Wenn die Kinder, die in Ihren Häusern aufwachsen, keine Sehnsucht nach einem eigenen Zimmer haben: Ist der Drang nach Abgrenzung gar nicht natürlich, sondern erlernt?
Ich bin schon der Meinung, dass es ein zutiefst menschliches Bedürfnis ist, auch mal für sich zu sein und ganz beschützt. Wir kommen schließlich aus dem Mutterleib. Ich erinnere mich, dass ich es als Kind liebte, mich zum Spielen in einen Pappkarton zu setzen. Ich war für mich, aber durch die Öffnungen sah und hörte ich meine Familie. Ich hatte meine Ruhe und war doch mittendrin. Diese Erinnerung beeinflusst mich bei der Arbeit. Es muss in meinen Häusern beides möglich sein: Abgeschiedenheit und Gemeinsamkeit.

Wann wussten Sie, dass Sie Architekt werden wollten?
Das ist gar nicht lange her. In den ersten zwei Jahren auf der Uni musste ich mich nicht für ein Fach entscheiden. Ich wollte eigentlich Physiker werden, ich liebte Einstein und wollte wie er die Welt verstehen und verändern. Leider merkte ich schnell, dass ich nicht gut genug war.
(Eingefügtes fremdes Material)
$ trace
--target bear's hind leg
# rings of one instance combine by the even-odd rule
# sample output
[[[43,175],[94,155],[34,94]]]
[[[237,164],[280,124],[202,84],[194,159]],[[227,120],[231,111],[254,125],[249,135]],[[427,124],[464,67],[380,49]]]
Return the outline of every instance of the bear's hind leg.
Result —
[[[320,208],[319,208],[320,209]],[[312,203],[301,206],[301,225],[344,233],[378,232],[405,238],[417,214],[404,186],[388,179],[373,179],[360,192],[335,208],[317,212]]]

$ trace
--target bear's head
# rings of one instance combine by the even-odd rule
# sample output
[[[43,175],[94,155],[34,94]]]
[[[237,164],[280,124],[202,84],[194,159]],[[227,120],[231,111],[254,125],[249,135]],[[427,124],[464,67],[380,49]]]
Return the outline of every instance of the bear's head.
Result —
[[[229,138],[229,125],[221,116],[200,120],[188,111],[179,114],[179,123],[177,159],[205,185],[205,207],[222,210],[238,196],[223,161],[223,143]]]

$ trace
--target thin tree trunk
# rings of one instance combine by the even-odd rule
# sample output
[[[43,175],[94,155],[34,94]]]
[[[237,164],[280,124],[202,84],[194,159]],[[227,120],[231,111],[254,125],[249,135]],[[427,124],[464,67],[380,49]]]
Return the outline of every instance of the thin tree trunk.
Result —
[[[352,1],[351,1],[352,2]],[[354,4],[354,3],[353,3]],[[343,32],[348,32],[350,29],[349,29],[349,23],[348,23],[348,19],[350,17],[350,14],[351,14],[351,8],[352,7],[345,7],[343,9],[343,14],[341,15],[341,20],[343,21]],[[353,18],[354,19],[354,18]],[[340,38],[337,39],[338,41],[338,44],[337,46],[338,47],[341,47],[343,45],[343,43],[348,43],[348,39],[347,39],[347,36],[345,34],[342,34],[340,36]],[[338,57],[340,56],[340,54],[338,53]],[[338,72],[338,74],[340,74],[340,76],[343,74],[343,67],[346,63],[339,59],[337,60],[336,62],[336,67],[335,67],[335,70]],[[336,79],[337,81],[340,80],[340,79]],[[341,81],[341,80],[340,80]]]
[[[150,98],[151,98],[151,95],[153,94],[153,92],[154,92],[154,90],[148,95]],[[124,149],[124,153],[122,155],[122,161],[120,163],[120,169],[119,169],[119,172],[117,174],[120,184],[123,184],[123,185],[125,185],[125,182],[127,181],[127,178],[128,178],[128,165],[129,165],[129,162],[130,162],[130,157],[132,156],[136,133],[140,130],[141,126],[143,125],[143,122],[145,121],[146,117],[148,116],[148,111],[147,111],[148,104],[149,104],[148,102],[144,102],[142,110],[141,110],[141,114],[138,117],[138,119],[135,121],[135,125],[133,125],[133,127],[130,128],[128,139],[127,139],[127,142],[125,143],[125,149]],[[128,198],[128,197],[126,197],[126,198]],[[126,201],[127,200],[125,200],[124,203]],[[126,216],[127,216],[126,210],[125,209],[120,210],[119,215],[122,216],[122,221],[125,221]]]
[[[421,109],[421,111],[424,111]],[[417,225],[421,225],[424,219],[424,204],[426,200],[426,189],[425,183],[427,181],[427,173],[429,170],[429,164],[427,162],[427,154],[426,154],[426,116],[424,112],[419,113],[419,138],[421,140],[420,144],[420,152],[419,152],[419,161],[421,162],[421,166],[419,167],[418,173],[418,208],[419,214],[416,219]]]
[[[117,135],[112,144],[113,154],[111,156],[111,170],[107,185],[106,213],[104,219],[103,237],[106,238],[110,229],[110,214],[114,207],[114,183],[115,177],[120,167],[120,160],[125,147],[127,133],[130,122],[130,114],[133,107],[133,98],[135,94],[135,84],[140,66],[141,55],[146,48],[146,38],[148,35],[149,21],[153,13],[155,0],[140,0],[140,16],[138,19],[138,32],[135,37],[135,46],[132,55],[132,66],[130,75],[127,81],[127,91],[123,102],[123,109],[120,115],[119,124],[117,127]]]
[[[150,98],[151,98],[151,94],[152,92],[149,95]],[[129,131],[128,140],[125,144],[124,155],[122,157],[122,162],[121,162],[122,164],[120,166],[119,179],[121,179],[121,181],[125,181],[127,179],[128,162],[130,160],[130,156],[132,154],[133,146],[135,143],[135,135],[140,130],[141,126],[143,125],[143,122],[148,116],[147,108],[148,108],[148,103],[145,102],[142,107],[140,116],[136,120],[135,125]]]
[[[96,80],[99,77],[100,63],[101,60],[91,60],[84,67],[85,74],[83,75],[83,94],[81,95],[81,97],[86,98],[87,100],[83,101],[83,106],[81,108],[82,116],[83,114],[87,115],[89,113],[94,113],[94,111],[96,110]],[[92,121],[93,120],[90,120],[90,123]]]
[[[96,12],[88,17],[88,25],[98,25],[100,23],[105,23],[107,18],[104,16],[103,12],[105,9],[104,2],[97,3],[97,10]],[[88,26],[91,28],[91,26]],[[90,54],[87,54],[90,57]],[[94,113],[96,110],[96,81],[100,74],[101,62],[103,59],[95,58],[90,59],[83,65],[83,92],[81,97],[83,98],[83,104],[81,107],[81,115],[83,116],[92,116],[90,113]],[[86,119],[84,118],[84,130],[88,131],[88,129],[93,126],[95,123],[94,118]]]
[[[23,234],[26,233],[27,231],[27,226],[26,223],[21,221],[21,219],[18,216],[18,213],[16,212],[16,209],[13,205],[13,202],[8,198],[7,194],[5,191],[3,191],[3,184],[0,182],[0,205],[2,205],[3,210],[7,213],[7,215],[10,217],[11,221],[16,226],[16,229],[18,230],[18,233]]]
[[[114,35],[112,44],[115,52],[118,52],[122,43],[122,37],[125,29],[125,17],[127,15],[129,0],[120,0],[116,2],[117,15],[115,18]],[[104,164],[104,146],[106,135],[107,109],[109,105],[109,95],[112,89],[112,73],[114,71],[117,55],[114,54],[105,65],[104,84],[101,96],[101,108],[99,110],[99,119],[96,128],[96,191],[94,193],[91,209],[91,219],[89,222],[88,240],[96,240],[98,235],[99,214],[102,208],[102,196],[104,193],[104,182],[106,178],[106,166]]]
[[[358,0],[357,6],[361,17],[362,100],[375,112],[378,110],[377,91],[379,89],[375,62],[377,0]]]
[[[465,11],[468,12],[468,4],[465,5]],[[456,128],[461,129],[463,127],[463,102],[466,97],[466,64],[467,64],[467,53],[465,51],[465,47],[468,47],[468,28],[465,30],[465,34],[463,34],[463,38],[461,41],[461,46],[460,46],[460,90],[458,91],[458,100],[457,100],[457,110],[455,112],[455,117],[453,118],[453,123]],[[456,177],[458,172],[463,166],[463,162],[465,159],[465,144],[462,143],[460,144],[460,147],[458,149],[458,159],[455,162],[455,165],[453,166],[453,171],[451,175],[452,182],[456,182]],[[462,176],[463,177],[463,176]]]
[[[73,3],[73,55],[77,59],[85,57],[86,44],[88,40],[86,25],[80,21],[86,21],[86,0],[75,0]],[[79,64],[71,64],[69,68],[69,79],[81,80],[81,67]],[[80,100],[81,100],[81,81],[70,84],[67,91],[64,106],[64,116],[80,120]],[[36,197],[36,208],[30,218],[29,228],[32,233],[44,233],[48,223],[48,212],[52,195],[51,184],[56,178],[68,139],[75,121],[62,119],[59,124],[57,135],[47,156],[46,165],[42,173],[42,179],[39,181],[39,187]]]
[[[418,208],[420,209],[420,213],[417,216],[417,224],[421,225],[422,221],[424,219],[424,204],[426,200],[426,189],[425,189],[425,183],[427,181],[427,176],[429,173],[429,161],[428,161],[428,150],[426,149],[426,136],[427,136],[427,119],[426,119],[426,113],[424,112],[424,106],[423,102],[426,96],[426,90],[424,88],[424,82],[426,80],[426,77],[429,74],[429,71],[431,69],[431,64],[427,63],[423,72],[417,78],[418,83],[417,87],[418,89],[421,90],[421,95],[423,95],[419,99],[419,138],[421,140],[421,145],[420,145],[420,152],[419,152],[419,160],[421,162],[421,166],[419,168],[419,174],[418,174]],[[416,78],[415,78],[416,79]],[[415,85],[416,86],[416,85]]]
Ich zeichnete gerne, also habe ich einen Architekturkurs besucht. Zuvor hatte mich Architektur nicht interessiert.

Warum nicht?
Ich hatte einfach keine Ahnung. Ich kannte nur Antoni Gaudí. Erst als ich an der Universität Le Corbusier und Ludwig Mies van der Rohe kennenlernte, verstand ich, dass sie zur selben Zeit wie Einstein die Art, wie wir die Welt sehen, verändert hatten.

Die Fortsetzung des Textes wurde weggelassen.